Но Бродский все же прав. Рано или поздно угар проходит, и ты начинаешь догадываться, что твое дело не так уж сильно отличается от других. Толстой к этому пришел, Довлатов, даже безмерно плодовитый Филипп Рот, первым из писателей вышедший на пенсию. Скука универсальна, она не разбирает, она видит нас насквозь и легко преодолевает выстроенные нами преграды. Их искусственность начинаешь замечать с годами, когда опыт уже не накапливается, а повторяется. Постепенно в душе складываются сомнения, разъедающие покой, как атеизм — веру. Начинаешь подозревать, что от того, что увидишь еще один город, прочтешь еще одну книгу или даже напишешь ее, ничего принципиального не изменится. А потом становится хуже, и ты поймешь, что ничего принципиального нет, и меняться нечему.

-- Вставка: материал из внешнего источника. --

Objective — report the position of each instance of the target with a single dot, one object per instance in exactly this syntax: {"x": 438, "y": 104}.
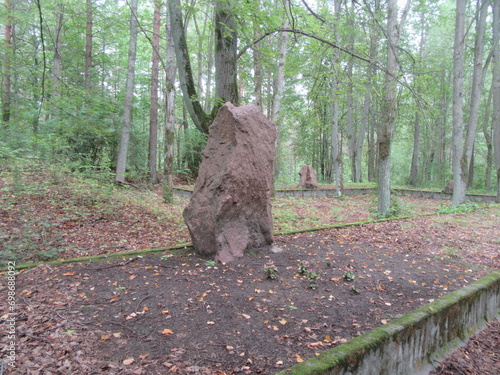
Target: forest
{"x": 403, "y": 93}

Оставшись наедине с пустотой, как Фауст у Пушкина, и называя ее скукой, как Бродский в Дартмуте, ты вынужден проситься обратно — в мир иллюзий. Но вход разрешен лишь тем, кто готов принять их за настоящие: гипсовые стены — за каменные, простое стекло — за цветное, двумерное — за объемное, и потемкинскую деревню — за настоящую.
Зная путь обратно, я полюбил скучать. Истребив важные дела, просто признав их неважными, я ухожу подальше, чтобы не делать ничего, зная, что долго так продлиться не может. Оголив себя, жизнь становится острой, болезненной, и ты, настрадавшись от холода, возвращаешься к обыденным ритуалам, не требуя от них смысла — лишь бы были. Так электрошок скуки возвращает аппетит, лечит стресс и примиряет с обманом.
Об этом, конечно, не догадываются те, кто еще сами не знают, что нуждаются в терапии. Сегодня им хватает телефончиков. Портативные ширмы, они заслоняют скуку вместе с окружающей реальностью. Но глядя на встречных, не смеющих поднять глаза от экрана, я знаю, что у них все еще впереди, ибо не зря Мефистофель объявил нам свой вердикт: «тварь разумная скучает».
11 февраля, Нью-Йорк
Спасибо, теперь на почту вам будут приходить письма лично от редакторов «Новой»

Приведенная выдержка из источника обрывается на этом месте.